Page MenuHomeSoftware Heritage

bitbucket lister does not work
Closed, ResolvedPublic

Description

It has been discussed on irc to deploy it if it works or open a task as fallback (as per my proposition ;).
From current swh-lister (tag ~0.0.27 or so), the current bitbucket lister fails to execute properly.

  1. Expected behavior
  2. listing properly
  3. no error in logs
  4. new cache entries in lister's bitbucket_repo table
  5. new scheduling tasks (load-hg, load-git) in scheduler db

What really happens

After task scheduling for that lister, the task fails as show below.

Details

Scheduling the task within the docker-env:

SCHEDULER_API_URL=http://localhost:5008/; swh scheduler --url $SCHEDULER_API_URL task add list-bitbucket-full --policy recurring api_baseurl='https://api.bitbucket.org/2.0'
Created 1 tasks

Task 2276
  Next run: just now (2019-06-18 12:46:34+00:00)
  Interval: 90 days, 0:00:00
  Type: list-bitbucket-full
  Policy: recurring
  Args:
  Keyword args:
    api_baseurl: 'https://api.bitbucket.org/2.0'

Letting it run:

swh-lister_1                  | [2019-06-18 12:46:36,547: ERROR/ForkPoolWorker-1] Task swh.lister.bitbucket.tasks.FullBitBucketRelister[32a85cb7-eb3b-41b8-b663-dce60e4fbaba] raised unexpected: ValueError("Can't partition an empty range")
swh-lister_1                  | Traceback (most recent call last):
swh-lister_1                  |   File "/srv/softwareheritage/venv/lib/python3.7/site-packages/celery/app/trace.py", line 385, in trace_task
swh-lister_1                  |     R = retval = fun(*args, **kwargs)
swh-lister_1                  |   File "/srv/softwareheritage/venv/lib/python3.7/site-packages/swh/scheduler/task.py", line 45, in __call__
swh-lister_1                  |     return super().__call__(*args, **kwargs)
swh-lister_1                  |   File "/srv/softwareheritage/venv/lib/python3.7/site-packages/celery/app/trace.py", line 648, in __protected_call__
swh-lister_1                  |     return self.run(*args, **kwargs)
swh-lister_1                  |   File "/srv/softwareheritage/venv/lib/python3.7/site-packages/swh/lister/bitbucket/tasks.py", line 34, in full_bitbucket_relister
swh-lister_1                  |     ranges = lister.db_partition_indices(split or GROUP_SPLIT)
swh-lister_1                  |   File "/srv/softwareheritage/venv/lib/python3.7/site-packages/swh/lister/core/indexing_lister.py", line 116, in db_partition_indices
swh-lister_1                  |     raise ValueError("Can't partition an empty range")
swh-lister_1                  | ValueError: Can't partition an empty range

Don't know the reason (could be an api change?), the task's goal is to analyze and fix.

Event Timeline

ardumont triaged this task as Normal priority.Jun 18 2019, 2:58 PM
ardumont created this task.

Heads up, a priori, there is a bootstrap step missing.
@olasd told me it's possible we need to start an incremental one first (thanks).
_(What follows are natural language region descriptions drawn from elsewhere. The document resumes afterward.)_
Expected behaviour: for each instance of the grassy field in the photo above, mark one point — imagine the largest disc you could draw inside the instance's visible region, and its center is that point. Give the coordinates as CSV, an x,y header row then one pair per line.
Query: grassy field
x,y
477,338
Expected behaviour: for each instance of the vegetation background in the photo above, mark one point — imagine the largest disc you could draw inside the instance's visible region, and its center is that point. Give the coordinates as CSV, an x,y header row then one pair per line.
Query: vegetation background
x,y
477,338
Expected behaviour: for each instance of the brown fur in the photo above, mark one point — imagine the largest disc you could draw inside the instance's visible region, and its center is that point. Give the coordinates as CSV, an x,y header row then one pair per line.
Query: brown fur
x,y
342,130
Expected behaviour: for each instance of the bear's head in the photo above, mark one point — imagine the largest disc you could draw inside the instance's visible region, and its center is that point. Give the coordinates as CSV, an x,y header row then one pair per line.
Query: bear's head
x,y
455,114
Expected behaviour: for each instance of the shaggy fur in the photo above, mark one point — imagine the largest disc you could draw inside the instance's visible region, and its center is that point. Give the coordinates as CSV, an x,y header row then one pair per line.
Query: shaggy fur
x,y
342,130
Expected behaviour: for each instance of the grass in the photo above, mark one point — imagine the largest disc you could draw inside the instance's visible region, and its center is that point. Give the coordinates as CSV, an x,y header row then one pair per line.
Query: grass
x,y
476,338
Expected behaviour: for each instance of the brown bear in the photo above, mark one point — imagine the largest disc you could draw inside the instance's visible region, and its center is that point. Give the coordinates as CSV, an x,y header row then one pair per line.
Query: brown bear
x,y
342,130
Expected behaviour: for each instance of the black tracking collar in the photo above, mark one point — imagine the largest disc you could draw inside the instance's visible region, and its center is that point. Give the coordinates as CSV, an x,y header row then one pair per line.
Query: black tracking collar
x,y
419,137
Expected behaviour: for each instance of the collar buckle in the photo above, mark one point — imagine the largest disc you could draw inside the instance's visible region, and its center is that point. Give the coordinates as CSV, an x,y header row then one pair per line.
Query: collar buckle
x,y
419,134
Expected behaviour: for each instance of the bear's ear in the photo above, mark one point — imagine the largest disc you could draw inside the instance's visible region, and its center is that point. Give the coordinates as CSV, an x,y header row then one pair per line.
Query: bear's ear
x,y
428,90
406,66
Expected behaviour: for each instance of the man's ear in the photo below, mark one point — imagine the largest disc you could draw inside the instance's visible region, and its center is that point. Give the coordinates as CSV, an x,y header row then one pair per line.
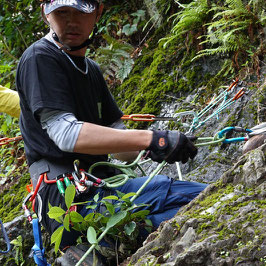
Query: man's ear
x,y
43,15
99,12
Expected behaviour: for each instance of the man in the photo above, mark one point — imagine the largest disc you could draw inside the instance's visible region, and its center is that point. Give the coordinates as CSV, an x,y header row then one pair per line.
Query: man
x,y
67,113
9,101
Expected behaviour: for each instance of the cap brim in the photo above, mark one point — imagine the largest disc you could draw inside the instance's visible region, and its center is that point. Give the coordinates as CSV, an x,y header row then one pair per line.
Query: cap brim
x,y
82,6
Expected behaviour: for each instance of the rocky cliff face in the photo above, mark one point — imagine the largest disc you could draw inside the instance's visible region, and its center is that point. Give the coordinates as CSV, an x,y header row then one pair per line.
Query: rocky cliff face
x,y
224,225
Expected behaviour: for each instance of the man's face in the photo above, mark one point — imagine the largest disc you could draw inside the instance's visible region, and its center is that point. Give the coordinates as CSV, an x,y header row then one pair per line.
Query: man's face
x,y
72,26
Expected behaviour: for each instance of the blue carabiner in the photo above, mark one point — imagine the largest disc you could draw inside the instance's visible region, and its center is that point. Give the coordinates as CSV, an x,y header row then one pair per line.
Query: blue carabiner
x,y
236,129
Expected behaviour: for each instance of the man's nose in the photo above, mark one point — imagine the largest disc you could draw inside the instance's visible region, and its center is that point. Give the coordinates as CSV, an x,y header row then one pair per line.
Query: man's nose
x,y
73,17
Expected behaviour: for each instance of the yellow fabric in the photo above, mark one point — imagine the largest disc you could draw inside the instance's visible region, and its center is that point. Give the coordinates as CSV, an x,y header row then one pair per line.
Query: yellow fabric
x,y
9,102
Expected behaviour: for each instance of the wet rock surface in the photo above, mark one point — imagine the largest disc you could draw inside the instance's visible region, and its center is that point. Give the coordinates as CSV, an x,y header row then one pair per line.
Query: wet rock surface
x,y
224,225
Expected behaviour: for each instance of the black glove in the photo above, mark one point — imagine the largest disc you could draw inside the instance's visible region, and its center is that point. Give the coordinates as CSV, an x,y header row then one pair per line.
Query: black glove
x,y
171,146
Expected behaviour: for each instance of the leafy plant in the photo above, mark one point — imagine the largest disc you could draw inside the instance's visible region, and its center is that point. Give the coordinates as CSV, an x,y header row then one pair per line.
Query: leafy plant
x,y
120,221
231,29
190,18
115,58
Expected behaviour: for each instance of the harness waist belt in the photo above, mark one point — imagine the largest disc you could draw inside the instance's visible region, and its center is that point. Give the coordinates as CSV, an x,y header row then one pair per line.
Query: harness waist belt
x,y
53,169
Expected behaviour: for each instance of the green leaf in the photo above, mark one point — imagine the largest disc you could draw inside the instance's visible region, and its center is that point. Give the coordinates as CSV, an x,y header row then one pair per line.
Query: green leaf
x,y
91,207
89,217
130,228
56,212
148,222
70,195
110,207
112,197
91,235
75,217
57,234
141,214
119,193
116,218
128,195
66,222
96,197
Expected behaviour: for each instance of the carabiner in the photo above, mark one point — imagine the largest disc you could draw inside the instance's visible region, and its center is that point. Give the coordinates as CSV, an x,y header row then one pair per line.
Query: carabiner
x,y
25,208
236,129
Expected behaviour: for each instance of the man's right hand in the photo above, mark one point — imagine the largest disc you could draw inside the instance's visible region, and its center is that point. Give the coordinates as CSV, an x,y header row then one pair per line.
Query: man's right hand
x,y
171,146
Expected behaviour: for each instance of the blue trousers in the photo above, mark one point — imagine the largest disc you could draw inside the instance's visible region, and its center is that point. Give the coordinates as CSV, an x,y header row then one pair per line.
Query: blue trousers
x,y
164,196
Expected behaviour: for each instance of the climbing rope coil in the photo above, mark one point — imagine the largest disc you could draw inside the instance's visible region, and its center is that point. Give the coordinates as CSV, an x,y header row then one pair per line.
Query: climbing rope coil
x,y
84,180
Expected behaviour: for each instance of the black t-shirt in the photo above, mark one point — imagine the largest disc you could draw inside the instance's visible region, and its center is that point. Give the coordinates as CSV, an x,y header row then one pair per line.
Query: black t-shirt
x,y
47,79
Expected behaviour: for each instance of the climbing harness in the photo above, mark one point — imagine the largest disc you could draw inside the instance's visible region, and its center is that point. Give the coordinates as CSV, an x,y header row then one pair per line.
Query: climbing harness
x,y
6,239
37,249
84,180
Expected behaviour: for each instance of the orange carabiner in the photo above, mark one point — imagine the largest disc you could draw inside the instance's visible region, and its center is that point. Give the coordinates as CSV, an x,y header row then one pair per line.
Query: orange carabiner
x,y
239,94
139,117
232,85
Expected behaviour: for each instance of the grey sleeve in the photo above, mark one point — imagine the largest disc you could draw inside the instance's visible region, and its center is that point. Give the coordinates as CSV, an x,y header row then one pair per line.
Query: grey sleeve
x,y
63,128
119,124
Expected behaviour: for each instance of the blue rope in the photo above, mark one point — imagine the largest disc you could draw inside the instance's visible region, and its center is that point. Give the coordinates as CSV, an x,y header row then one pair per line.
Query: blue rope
x,y
6,239
38,250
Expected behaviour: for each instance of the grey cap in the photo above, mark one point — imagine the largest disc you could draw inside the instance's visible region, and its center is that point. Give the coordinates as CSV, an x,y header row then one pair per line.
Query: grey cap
x,y
82,5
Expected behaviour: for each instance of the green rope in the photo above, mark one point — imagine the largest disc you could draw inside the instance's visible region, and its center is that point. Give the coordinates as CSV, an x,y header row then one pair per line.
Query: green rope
x,y
209,141
128,171
152,175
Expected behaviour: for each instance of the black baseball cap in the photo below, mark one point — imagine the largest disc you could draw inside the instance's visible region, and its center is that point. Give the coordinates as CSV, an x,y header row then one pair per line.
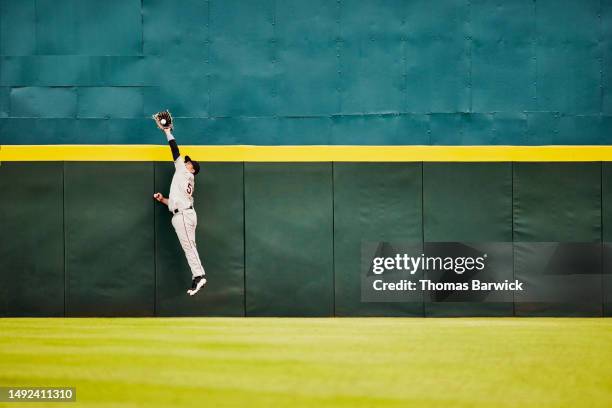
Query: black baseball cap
x,y
195,164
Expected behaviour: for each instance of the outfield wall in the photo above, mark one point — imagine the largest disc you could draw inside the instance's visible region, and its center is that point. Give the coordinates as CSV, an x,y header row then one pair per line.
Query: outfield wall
x,y
284,239
321,87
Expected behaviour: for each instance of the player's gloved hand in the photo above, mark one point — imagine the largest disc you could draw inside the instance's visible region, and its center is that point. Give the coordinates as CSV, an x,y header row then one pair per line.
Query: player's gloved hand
x,y
164,121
Indeed, it does more things but stop real soon (only 213 origins are found, the main bitbucket instance is quite larger than that).

There are some more analysis to do.

@douardda As discussed orally, as i was unsure it ran at the time, I checked and yes.
We have data in the swh-lister db (~214 entries listed in table bitbucket_repo).
It ran around 2017-06-28 13:13:30.077108 (most probably prior to the scheduler existence).

So i believe the full lister implementation never worked (looks like a copy/paste from github lister's, db_partition_indice implem. cannot work here).
The incremental one is mostly ok though (as already mentioned, it's not complete).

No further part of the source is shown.